El miedo al cambio es entendible, pero de ahí a justificarlo hay un trecho. En otras horas de esta fiesta nuestra -bien recientes, por cierto-, se nos ha tildado de inmovilistas, de reaccionarios y de, cómo no, retrógrados rancios. Vaya de inicio un matiz: que yo diga en esta columna que aquellos no tenían razón no quiere decir, efectivamente, que no tengan razón.
No tenían razón porque el frente común y la negativa a plegarnos a sus designios de cambio obedecía casi a una razón poética. La misma que esas personas que lo intentaban propugnan: la resistencia. Resistencia ante la imposición dictatorial que no mira por la mayoría, sino por la élite minoritaria. Hacer caso omiso al sentir del pueblo, y atender con todo mimo y cuidado a la crema política y social que les rodea. Llevados por sus intereses sectarios, con propuestas dirigidas, pensadas y bien incubadas, intentaban seguramente un doble juego: si cambiaban ciertas cosas, habrían llegado para ser los libertadores; si no cambiaban, evidenciarían la supuesta ‘rancior’ y la naftalina fallera de las ‘elites festivas’. Por eso, ante sus acusaciones de inmovilismo sobre el mundo fallero yo digo que no. Que no tenían razón.
Dicho esto, el mundo fallero es bastante inmovilista, lleva mal los cambios y se aferra a una de las constantes explicaciones que más criticamos pero que también más repetimos: “Así se ha hecho toda la vida”. A mí, no sé a ustedes, esta frase me huele a revenido. No deja de ser una mera excusa para evitar el gravoso proceso, con varios peajes, que supone el tiempo de cambios.
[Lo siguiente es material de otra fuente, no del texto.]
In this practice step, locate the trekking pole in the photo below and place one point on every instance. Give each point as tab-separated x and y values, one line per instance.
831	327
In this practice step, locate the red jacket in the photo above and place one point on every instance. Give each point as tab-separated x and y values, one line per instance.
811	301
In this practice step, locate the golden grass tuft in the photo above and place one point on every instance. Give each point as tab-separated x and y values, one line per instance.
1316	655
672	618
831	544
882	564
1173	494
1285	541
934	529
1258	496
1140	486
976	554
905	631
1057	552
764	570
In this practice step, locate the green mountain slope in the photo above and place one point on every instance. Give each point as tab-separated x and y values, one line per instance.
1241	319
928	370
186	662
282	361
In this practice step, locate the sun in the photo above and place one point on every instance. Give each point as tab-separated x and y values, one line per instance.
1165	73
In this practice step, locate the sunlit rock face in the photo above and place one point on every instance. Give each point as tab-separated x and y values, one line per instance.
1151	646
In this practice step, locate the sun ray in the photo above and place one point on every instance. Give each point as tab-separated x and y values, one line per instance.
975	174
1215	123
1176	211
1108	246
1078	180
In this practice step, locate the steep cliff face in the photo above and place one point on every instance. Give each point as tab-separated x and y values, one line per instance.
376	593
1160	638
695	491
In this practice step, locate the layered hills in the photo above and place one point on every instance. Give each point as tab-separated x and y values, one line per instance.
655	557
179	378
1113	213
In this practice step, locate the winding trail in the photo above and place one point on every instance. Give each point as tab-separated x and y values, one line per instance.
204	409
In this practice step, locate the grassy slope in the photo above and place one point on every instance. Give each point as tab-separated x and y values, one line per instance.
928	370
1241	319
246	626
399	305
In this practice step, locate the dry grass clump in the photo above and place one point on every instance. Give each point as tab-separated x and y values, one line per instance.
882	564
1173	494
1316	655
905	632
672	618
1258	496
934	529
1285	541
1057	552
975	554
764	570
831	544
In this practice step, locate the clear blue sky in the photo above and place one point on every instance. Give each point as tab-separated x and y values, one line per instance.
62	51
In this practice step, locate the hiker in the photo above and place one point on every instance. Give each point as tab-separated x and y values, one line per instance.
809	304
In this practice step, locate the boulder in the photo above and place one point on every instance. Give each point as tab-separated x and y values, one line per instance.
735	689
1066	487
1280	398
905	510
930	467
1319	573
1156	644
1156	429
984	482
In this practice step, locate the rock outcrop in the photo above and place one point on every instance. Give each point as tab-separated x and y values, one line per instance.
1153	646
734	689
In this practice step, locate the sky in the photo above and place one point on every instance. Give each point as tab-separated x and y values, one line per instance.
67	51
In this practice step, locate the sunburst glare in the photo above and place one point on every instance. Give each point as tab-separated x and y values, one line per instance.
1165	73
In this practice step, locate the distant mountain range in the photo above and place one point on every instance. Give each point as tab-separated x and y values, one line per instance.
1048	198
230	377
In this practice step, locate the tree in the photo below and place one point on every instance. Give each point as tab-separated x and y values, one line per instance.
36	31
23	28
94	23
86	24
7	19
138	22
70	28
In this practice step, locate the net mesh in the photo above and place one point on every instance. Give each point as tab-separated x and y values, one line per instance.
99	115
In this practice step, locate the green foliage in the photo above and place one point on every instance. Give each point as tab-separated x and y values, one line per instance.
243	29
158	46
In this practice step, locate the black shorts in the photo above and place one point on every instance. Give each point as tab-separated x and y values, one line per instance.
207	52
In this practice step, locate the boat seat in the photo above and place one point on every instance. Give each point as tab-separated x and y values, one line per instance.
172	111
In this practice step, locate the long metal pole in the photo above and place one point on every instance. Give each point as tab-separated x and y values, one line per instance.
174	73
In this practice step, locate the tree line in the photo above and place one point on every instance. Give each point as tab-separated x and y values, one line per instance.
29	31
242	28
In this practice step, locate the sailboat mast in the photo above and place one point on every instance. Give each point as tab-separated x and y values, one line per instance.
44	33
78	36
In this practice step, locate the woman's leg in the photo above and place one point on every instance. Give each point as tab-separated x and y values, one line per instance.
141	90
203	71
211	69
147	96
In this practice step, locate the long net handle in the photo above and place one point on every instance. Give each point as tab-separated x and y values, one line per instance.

Y lo entiendo, porque hay comodidades que no se quieren perder, miedos que no se pueden vencer y costumbres que se han convertido en ley. Comprendo que pueda resultar exasperante, pero no comprendo que no se pueda debatir. Hablar. Consensuar. Llegar a acuerdos.
La sociedad en general se enfrenta durante los próximos años a un momento crucial de la historia. Los paradigmas, los modelos, están cambiando a ritmos acelerados. El empujón inicial de este timing acuciante no nos lo trajo el estallido de la pandemia, no. Nos lo trajo quizá el calentamiento global, la emergencia medioambiental en la que vivimos, así como la enésima crisis económica mundial que precedió, de forma continuada, a la pandemia y que ahora se alarga con la invasión rusa de Ucrania y la crisis global que sufrimos. El mundo cambia, y nosotros, como sociedad, estamos obligados a cambiar.
Hablando de las Fallas, no nos podemos regir por ideas, directrices y conceptos de los años 90 -en el mejor de los casos- ni basarnos en esa pueril idea de que las Fallas son ajenas a todo porque la tradición no se toca. Tocar no, pero se puede modificar, adaptar y cambiar a los tiempos que corren, tanto en su concepción como entidad festiva, como en la de cada una de las comisiones que la componen.
Verán, los problemas que se avecinan serán muy complicados y hace falta mucha didáctica, empatía y sentido de estado fallero para llevar adelante tanto los grandes cambios que va a necesitar la fiesta para seguir haciendo camino, como los grandes pequeños cambios que han de acometer las comisiones falleras para actualizarse, tal y como exige el tiempo en que vivimos. Porque el momento no sugiere. El momento obliga.
No hablo del típico ‘cisma’ generacional que hemos protagonizado muchos en nuestras comisiones llegados a la etapa adulta y con unas ganas tremendas de comernos el mundo. Eso seguirá pasando en las fallas y en el mundo por los siglos de los siglos. Hablo de la adaptación progresiva a esos nuevos paradigmas que no marca nadie; los marca el tiempo, el momento y la situación de un siglo XXI que, cuando se disponía a descorchar su siguiente década, decidió darnos un empujón trastabillado hacia el futuro de mala manera.
Para concluir, una nota al pie -que os conozco, canallas-. No quiera nadie ver en esta columna un manifiesto precongresual ni otras hierbas. Porque claro, ahora como está el Congreso Fallero por ahí pululando todo es intencionado y congresual. Y esto simplemente es lo que es. Un intento de quitamiedos ante los cambios que han de llegar para que las Fallas como fiesta continúe asombrando a propios y extraños durante años y años.